Other awards include Miss Congeniality, given out in the early years of the pageant and re-introduced at Miss America 2006, and the Quality of Life Award for a contestant's platform, first awarded in 1989.

Preliminary awards

Preliminary on stage interview/Social Impact Pitch award

Preliminary talent award

Preliminary swimsuit award
There have multiple instances of ties for this preliminary award. This occurred at Miss America pageants in 1943, 1946, 1947, 1949, 1953, 1972, 1979, 1987, and 1993.

This award was discontinued since the Miss America 2019 competition and was replaced with state titleholders participating in a live interactive session with the judges, "to highlight her achievements and goals in life and how she will use her talents, passion, and ambition to perform the job of Miss America."

Jean Bartel Quality of Life / Social Impact Initiative Scholarship award
The Quality of Life Award was initially sponsored by Fruit of the Loom.  From its inception in 1989 until 2002, the winner received a $10,000 scholarship.  For Miss America 2003, the value of the award was reduced to $6,000 for the winner, and the amount was reduced again to $3,000 from Miss America 2006.  In 2008, the scholarship returned to $6,000. In 2020, award named was changed to the "Jean Bartel Social Impact Initiative Scholarship Award."

Miss Congeniality

America's Choice
In 2008, the Miss America Organization introduced this award in which viewers could cast votes online for a specific state titleholder a month before the final night of pageant.
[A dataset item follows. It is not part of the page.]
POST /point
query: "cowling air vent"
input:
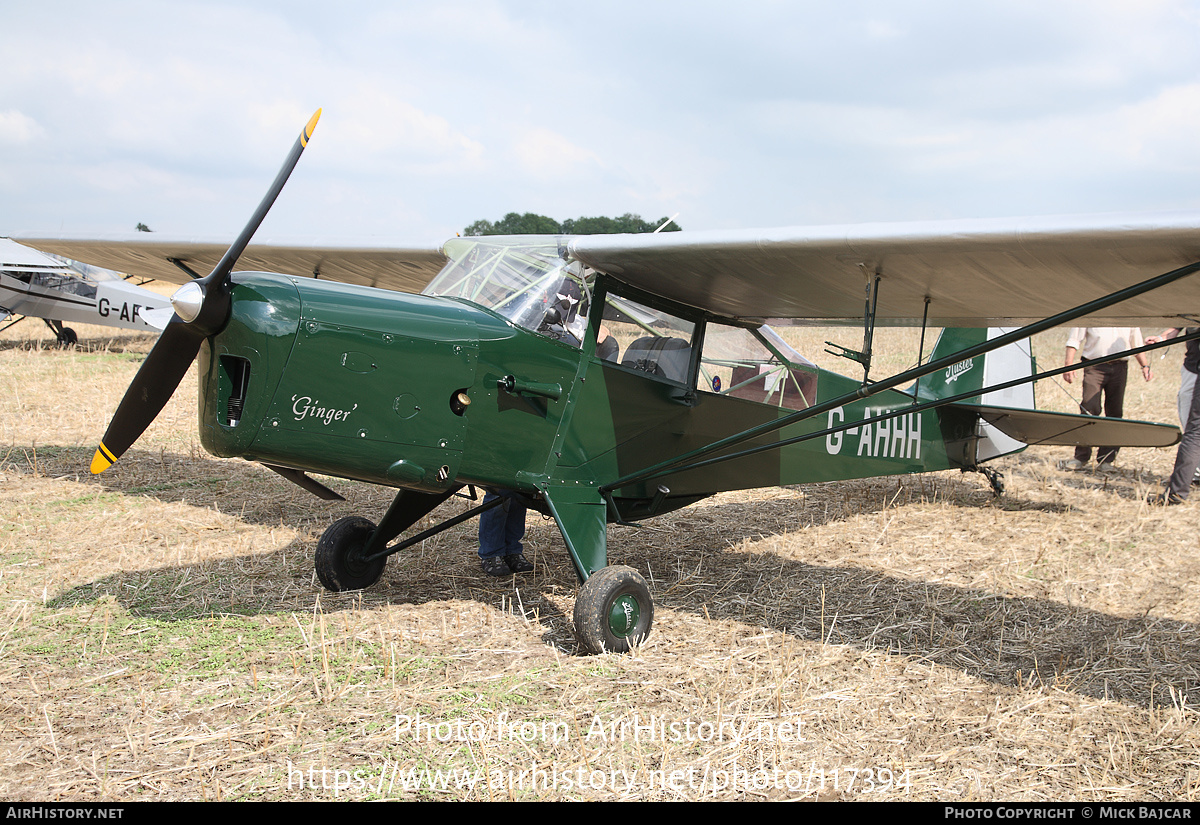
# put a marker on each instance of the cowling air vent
(234, 379)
The state titleholder with the most votes is then given an automatic spot in the semi-finals, regardless of her performance in the preliminary competition. In 2022, the state titleholder with the most votes won an extra $5,000 scholarship.

STEM scholarship award
At the Miss America 2014 pageant, the Miss America Organization introduced this $5,000 scholarship to be given to state titleholders with strong science, technology, engineering, and mathematics (STEM) backgrounds with the goal of highlighting the vital and active roles women have in these fields.

Women in Business Scholarship award

Equity and Justice Scholarship award 
In September 2019, the Miss America Organization announced that a new scholarship, the Equity and Justice Scholarship, will be awarded at the 2020 competition to the candidate, "who best exemplifies inclusion and acceptance of these principles in her social impact initiative." The winner receives a $3,000 scholarship.